Turkey’s economy has been experiencing a very strong growth during this period. Money was flowing in, business was great and tall buildings were mushrooming. The return from construction and real estate is pretty big when the economy is doing well – the prices of homes and business building increase enormously. As a result, everyone tried to get a piece of the action during this gold rush. But, buildings and real estate are not something that produce real value in the long term for the economy, unlike factories or IT industries. Many liberal economists tried to warn Erdogan but the slogan in the last decade in Turkey has been “Love It or Leave It”. My mate from the profession tells me that many of these economists have left as Turkey has become more and more dictatorial.
Erdogan had his way, and now comes this. These people tried to point out the naked king, but no one heard it. Now that major central banks are beginning to shrink their balance sheets and are retrieving the money back by selling bonds, especially the FED, problems in emerging money appear. Turkey holds a big external debt, at 53.3% of the country’s nominal GDP for that year and it is likely to have increased this year. That means that the interest they have to pay is pretty big and it has to be paid in foreign currency, especially in US Dollars.
The dip is barely visible
That increases the demand for foreign currency to pay the interest and the debt settlements. Besides that, money is flowing out of the country too since the FED is starting to shrink the balance sheet, which is the real problem. If you look at the chart above, you can see that the line is starting to head down. It is a very minimal decline. The FED balance sheet was at $4.8 trillion until less than a year ago, meaning that trillions of US Dollars were fueling the world economy, particularly the emerging markets.

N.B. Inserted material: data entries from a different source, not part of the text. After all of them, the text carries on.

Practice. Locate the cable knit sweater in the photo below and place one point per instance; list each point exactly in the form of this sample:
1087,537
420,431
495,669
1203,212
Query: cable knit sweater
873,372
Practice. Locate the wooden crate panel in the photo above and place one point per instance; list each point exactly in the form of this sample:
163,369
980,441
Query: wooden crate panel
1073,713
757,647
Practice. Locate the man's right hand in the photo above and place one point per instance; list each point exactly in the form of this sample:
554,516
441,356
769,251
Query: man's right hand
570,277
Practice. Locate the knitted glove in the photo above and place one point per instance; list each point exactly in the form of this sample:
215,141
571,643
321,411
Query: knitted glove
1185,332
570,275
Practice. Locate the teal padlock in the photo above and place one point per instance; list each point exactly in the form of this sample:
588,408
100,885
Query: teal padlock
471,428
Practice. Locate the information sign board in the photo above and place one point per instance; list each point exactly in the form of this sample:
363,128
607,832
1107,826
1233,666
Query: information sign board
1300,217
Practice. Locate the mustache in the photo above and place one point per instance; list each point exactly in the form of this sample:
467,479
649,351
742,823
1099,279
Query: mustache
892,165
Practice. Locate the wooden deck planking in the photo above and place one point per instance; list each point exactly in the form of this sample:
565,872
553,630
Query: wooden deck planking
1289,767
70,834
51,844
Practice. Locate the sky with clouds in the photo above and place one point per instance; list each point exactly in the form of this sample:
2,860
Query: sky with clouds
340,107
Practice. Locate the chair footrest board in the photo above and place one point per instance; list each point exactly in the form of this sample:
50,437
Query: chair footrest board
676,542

Now, it is starting to shrink and only such a small decline is causing mayhem in Turkey. Imagine when the line dips to 2010 or even worse, to 2008 levels, which would mean shrinking the balance sheet to below $1 trillion. Of course, not all emerging market economies are that dependent on US Dollars, but it seems like Turkey is. How bad will it get? No one knows exactly.
I hope Turkey gets its act together, but fundamentals such as the shrinking FED balance sheet and Erdogan’s old school politics point to big troubles for Turkey and the Turkish Lira.